The kinetics of fibrin formation in plasma studied by turbidity was more impaired in the father compared to the proband. However, by thrombodynamics the father and proband behaved similarly. The results obtained using this last technique seemed more consistent with mass spectrometry. Similar polymerization kinetic would be expected for both individuals as difference of 0.15 g/l in their functional fibrinogen concentrations appeared insufficient to cause major changes polymerization. These discrepant results could result from the fact that the thrombodynamics uses a primarily different principle to initiate the coagulation cascade compared to the turbidity assay. In the former, the clotting is activated by a surface with immobilized tissue factor, which better resembles in vivo clot formation, whereas in the latter the clotting is activated by homogeneously dissolved thrombin. Fibrinogen functional correlations between these two assays require further studies.
We also expected the father would exhibit altered fibrin formation in a purified system, but probably the mutated molecules were underrepresented compared to plasma.
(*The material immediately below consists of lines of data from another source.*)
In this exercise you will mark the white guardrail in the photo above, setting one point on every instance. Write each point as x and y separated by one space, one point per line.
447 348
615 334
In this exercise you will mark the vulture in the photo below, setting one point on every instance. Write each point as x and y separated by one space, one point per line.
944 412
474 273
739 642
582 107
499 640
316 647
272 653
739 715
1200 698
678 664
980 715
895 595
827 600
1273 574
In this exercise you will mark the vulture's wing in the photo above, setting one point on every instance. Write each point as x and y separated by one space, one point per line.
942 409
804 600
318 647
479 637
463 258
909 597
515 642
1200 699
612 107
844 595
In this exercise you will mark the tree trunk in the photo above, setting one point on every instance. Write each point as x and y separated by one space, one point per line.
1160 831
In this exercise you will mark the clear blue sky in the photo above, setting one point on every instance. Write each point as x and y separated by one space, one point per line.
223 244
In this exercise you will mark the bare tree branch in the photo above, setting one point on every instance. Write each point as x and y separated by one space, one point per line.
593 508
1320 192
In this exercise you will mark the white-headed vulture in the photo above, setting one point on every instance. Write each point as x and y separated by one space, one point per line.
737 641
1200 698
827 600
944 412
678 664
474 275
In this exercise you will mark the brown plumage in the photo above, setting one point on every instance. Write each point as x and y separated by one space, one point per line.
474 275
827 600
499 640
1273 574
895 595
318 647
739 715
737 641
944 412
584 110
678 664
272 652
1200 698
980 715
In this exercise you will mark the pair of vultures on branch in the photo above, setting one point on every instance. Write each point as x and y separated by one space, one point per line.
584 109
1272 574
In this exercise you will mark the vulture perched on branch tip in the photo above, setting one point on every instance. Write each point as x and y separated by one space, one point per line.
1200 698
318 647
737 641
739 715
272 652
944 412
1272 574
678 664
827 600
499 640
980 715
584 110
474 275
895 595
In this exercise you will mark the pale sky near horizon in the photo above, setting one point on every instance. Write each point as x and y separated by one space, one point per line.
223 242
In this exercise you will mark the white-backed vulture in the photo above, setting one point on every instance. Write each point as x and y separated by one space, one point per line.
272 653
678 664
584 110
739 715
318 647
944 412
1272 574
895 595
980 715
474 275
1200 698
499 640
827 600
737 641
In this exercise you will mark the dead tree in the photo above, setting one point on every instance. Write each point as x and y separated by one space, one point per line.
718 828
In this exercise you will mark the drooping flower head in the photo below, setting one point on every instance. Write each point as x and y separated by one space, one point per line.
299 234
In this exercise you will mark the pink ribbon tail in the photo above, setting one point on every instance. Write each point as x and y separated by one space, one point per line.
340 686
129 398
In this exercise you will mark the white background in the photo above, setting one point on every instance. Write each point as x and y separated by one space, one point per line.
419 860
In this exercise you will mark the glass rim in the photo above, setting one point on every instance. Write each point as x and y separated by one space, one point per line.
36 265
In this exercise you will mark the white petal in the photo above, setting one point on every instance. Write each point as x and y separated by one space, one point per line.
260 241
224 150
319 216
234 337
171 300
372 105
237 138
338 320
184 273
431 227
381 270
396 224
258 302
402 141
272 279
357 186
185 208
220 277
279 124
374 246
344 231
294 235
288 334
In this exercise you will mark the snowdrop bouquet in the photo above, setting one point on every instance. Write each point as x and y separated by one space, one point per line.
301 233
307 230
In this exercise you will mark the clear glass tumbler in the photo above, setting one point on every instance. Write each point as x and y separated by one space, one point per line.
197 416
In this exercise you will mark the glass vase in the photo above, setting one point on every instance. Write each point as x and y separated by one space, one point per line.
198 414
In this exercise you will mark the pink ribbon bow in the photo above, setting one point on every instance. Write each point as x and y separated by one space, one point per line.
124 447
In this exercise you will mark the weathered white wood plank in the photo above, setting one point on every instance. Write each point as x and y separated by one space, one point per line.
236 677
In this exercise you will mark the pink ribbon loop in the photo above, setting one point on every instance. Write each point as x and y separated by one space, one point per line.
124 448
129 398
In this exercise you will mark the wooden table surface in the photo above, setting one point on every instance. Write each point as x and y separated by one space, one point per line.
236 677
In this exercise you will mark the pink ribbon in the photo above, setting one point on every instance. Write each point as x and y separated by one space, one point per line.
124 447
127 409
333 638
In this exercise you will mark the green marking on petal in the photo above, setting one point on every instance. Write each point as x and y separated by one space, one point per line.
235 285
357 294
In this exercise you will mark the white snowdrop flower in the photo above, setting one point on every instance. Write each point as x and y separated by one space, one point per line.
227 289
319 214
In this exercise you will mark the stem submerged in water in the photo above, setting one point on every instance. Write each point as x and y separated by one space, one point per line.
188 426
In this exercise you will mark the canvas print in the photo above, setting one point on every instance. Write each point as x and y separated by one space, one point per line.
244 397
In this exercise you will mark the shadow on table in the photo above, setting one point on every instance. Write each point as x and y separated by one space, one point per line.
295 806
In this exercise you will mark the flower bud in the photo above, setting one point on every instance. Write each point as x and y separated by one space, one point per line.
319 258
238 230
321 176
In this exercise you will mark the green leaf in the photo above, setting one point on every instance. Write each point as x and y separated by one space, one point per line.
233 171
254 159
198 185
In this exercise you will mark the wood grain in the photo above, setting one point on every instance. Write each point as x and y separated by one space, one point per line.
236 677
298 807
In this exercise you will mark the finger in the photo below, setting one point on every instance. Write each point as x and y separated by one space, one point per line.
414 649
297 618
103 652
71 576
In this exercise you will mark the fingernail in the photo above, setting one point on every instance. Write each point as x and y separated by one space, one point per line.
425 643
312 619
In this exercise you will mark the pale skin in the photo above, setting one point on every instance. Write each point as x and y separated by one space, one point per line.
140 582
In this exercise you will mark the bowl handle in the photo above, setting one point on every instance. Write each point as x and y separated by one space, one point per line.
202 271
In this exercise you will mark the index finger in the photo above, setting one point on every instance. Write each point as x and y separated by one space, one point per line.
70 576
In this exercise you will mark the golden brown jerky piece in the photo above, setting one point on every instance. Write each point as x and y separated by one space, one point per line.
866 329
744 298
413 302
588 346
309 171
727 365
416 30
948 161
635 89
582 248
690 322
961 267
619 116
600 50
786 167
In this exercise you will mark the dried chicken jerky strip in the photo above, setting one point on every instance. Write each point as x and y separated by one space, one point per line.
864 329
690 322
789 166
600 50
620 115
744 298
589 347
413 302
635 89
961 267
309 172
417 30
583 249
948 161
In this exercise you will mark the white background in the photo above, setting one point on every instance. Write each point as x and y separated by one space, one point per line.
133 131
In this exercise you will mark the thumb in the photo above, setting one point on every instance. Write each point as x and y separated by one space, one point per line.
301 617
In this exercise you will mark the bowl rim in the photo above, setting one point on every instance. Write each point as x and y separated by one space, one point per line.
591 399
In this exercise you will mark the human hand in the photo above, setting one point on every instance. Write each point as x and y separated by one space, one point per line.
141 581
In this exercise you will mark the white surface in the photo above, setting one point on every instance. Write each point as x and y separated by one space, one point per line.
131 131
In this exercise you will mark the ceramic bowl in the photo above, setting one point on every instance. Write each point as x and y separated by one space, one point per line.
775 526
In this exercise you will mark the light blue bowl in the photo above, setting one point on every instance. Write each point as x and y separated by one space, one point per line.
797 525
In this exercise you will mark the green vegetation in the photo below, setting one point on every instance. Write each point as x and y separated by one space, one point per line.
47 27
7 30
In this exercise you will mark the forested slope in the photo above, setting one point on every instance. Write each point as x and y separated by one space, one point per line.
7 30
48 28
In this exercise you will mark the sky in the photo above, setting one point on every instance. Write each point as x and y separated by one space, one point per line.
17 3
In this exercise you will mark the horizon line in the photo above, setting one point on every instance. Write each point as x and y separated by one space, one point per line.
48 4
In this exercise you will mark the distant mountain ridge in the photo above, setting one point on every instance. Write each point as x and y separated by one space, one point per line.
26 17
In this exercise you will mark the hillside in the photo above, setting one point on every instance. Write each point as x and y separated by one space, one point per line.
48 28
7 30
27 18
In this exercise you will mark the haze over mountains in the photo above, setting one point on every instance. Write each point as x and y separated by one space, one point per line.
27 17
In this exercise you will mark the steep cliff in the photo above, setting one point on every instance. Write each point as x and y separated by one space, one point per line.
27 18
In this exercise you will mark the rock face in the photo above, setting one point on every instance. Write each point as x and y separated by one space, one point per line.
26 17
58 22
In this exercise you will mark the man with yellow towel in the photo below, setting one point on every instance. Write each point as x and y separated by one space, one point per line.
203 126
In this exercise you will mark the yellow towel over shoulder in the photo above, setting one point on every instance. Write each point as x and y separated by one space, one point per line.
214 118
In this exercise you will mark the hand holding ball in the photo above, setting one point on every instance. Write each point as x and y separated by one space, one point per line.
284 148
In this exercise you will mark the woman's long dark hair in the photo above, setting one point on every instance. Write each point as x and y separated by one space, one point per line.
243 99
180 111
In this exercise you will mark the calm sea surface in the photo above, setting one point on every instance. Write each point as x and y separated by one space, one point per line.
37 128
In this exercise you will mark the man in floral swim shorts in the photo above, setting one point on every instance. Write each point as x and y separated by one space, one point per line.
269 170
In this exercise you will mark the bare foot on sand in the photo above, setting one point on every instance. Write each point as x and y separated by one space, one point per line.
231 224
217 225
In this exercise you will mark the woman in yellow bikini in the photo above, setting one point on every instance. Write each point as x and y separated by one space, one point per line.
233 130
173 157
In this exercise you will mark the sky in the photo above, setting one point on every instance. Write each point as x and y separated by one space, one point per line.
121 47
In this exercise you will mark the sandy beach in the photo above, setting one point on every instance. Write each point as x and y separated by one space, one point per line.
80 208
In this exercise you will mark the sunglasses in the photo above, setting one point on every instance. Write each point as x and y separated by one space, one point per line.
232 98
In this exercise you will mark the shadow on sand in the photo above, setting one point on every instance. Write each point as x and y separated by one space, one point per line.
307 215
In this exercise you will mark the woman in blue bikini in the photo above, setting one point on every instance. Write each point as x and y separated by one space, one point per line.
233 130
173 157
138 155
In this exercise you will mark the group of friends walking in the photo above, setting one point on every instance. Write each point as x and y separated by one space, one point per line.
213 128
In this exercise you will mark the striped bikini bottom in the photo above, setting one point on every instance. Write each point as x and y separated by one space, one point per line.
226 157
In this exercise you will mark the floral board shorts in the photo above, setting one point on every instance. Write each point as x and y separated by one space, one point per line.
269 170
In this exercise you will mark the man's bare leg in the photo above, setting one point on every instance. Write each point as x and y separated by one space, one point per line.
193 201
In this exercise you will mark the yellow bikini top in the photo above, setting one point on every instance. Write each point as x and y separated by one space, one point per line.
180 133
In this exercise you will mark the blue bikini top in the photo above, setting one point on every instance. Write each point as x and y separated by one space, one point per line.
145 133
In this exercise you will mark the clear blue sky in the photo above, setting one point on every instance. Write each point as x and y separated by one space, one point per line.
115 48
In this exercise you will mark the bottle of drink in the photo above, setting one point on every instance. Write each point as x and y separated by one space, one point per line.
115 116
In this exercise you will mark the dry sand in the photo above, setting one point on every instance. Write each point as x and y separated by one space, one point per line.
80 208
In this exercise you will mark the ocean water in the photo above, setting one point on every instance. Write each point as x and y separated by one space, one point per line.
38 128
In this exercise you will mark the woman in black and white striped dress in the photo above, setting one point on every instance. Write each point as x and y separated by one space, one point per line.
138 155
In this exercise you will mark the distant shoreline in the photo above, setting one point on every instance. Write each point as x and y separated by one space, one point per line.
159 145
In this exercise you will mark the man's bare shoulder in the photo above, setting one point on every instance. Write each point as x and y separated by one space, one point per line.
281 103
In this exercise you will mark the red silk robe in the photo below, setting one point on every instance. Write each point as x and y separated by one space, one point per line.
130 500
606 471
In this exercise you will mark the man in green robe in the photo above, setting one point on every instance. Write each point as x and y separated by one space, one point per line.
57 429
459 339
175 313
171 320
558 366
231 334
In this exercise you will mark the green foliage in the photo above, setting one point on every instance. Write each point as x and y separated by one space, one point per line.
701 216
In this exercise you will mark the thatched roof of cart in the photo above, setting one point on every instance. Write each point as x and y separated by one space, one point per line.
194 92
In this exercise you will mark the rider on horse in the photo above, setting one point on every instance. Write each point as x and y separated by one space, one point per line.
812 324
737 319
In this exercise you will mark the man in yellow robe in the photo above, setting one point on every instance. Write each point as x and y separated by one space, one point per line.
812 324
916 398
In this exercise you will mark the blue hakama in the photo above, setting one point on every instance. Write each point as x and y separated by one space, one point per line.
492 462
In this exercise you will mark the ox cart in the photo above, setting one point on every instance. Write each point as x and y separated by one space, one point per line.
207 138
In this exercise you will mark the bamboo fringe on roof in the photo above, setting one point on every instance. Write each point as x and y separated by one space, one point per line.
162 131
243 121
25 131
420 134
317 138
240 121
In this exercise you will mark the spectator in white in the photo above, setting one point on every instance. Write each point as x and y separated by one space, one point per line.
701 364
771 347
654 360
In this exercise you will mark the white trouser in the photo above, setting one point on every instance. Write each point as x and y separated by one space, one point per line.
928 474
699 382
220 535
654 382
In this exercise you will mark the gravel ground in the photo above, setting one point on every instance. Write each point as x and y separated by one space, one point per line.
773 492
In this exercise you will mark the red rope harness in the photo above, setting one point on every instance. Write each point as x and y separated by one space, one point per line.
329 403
In addition, we do not know if the mutated molecules were lost during the purification process. In the future it would be advisable for these cases to choose an immunopurification method.
The proband had higher fibrinogen concentration than her father, despite being about 5 decades younger. Different studies have found that fibrinogen increases with age [
25‐
27]. Hager et al. reported a 25 mg/dl increases per decade [
26]. Since fibrinogen is an acute phase reactant protein and CRP was not measured, it cannot be ruled out that the proband at the time of blood withdrawal could have an infectious disease.
When analyzed, an hypofibrinolysis has been observed in most hypodysfibrinogenemia [
6]. The Aα Arg104 and Bβ Lys133 are the very first plasmin attack points. However, the fibrinolytic process of fibrinogen Caracas IX was close to normal. In contrast, fibrinogen Epsom with a deletion of the residues Asn137_Glu141 showed hyperfibrinolysis, together with an increased fibrinogen clearance [
28]. In fibrinogen Dunedin whose γ82Ala → Gly mutation occurs near the plasmin sensitive site in the coiled coil region also displayed an increased proteolytic sensitivity. It would be interesting in the future to explore the causes of these differences in order to shed light on possibly unknown mechanisms of fibrin(o)gen degradation.